The December issue of Staying Healthy covered two new studies: a meta-analysis suggesting the importance of consuming lutein and zeaxanthin to help forestall nuclear cataract (the most common type of age-related cataract), and a clinical trial which found that supplemental lutein, zeaxanthin and docosa-hexaenoic acid (DHA) improved macular pigment density in patients with early age-related macular degeneration (AMD).
This issue highlights two additional studies published late last year that are worthy of mention. One examines the role of certain nutrients in people who inherit a high genetic risk of developing AMD (1), while the other is a large-scale trial of multivitamin use and cataract risk (2).
Fish, Lutein-Rich Foods Protective for AMD
In the first study, a team of researchers from Australia, the Netherlands and the US combined data from two large population studies, the Rotterdam Study and the Blue Mountains Eye Study – large studies where people were followed for 15 years. The team wanted to examine whether nutrients could influence AMD development or progression in people with a high genetic risk of AMD based on two major genes (CFH and ARMS2).
Looking at the interplay between nature (one’s genetic make-up) and nurture (diet and lifestyle choices) may provide a better understanding of why some people with genetic risk for AMD develop the condition, while others don’t.
The results of their analysis suggest that greater consumption of lutein / zeaxanthin-rich foods and fish is protective against AMD in people with high genetic risk.
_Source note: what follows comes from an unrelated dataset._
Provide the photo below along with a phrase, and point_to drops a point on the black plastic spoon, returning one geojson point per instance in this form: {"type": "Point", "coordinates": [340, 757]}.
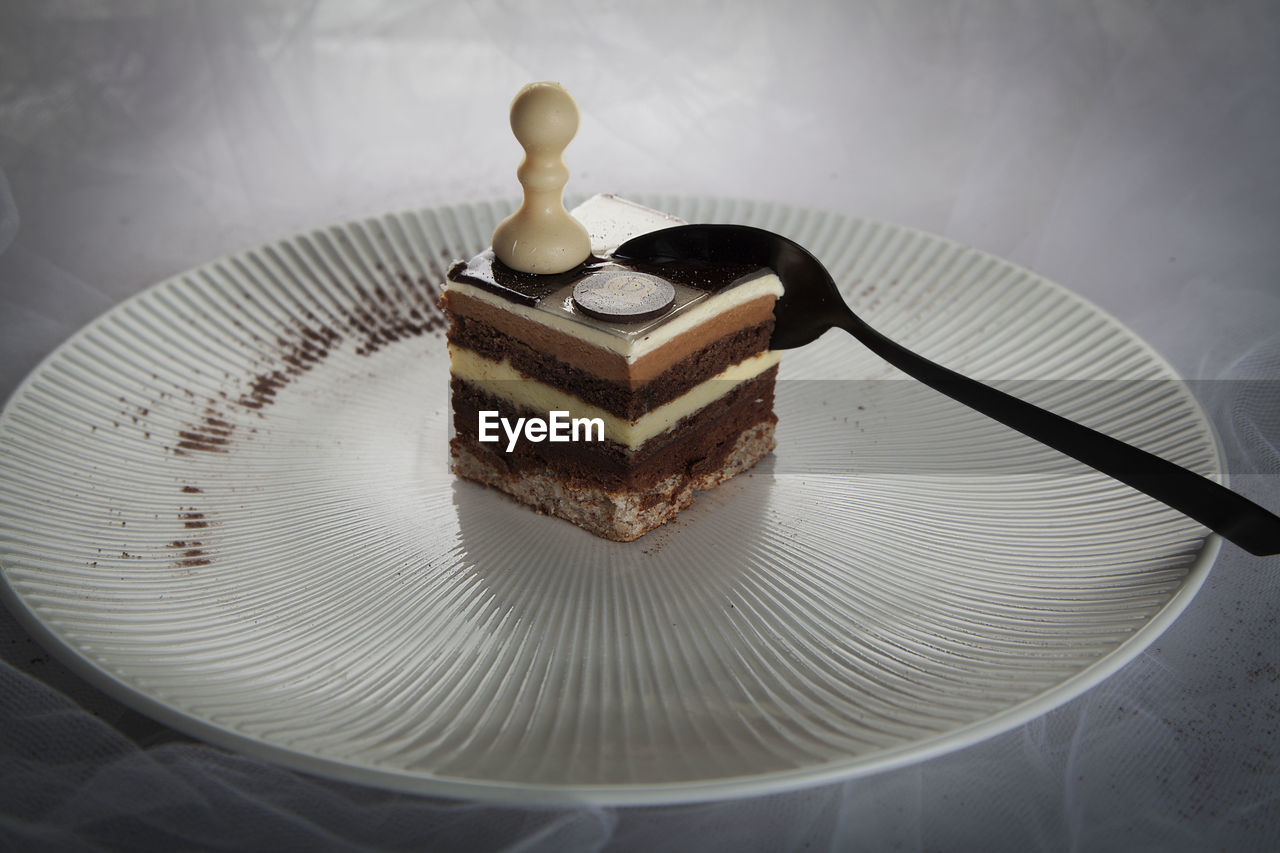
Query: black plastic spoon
{"type": "Point", "coordinates": [812, 304]}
Those with 2 or more risk alleles (different forms of a gene) who ate fish weekly were 46% less likely to have late AMD.
The high-risk group also benefited from regular consumption of lutein and zeaxanthin rich foods. Those eating the most of these two carotenoids had a 22% to 25% lower risk for early AMD and any AMD, compared with those eating the least. These dietary associations were not seen in low risk groups – those with no risk allele or only one risk allele.
Even if you’re dealt a poor genetic hand, there are steps you can take to reduce your chance of developing AMD: include fish and green leafy vegetables in your diet, exercise and watch your weight, don’t smoke, and get regular eye exams.
A Daily Multi Lowers Cataract Risk
Harvard researchers have reported the final results for cataract and AMD from the multivitamin part of the Physicians’ Health Study II (PHS II). PHS II was a long- term trial that included over 14,000 healthy middle-aged men, all physicians.
The multivitamin portion of the trial ended in 2011, and the researchers reported that taking a daily multi lowers the risk of cancer, though not cardiovascular disease. The trial also evaluated the effects of a multi on the prevention of eye disease (cataract and AMD), and cognitive function.
The results showed that the multivitamin group had a significant 9% lower risk of cataract over the 11-year course of treatment. Although the risk reduction is modest, cataract is so common that even a modest reduction in risk would have a large public health impact. There was no significant benefit or harm of multivitamin supplementation on visually significant (later stage) AMD. Still to be reported are the results for cognitive function and daily multi supplementation.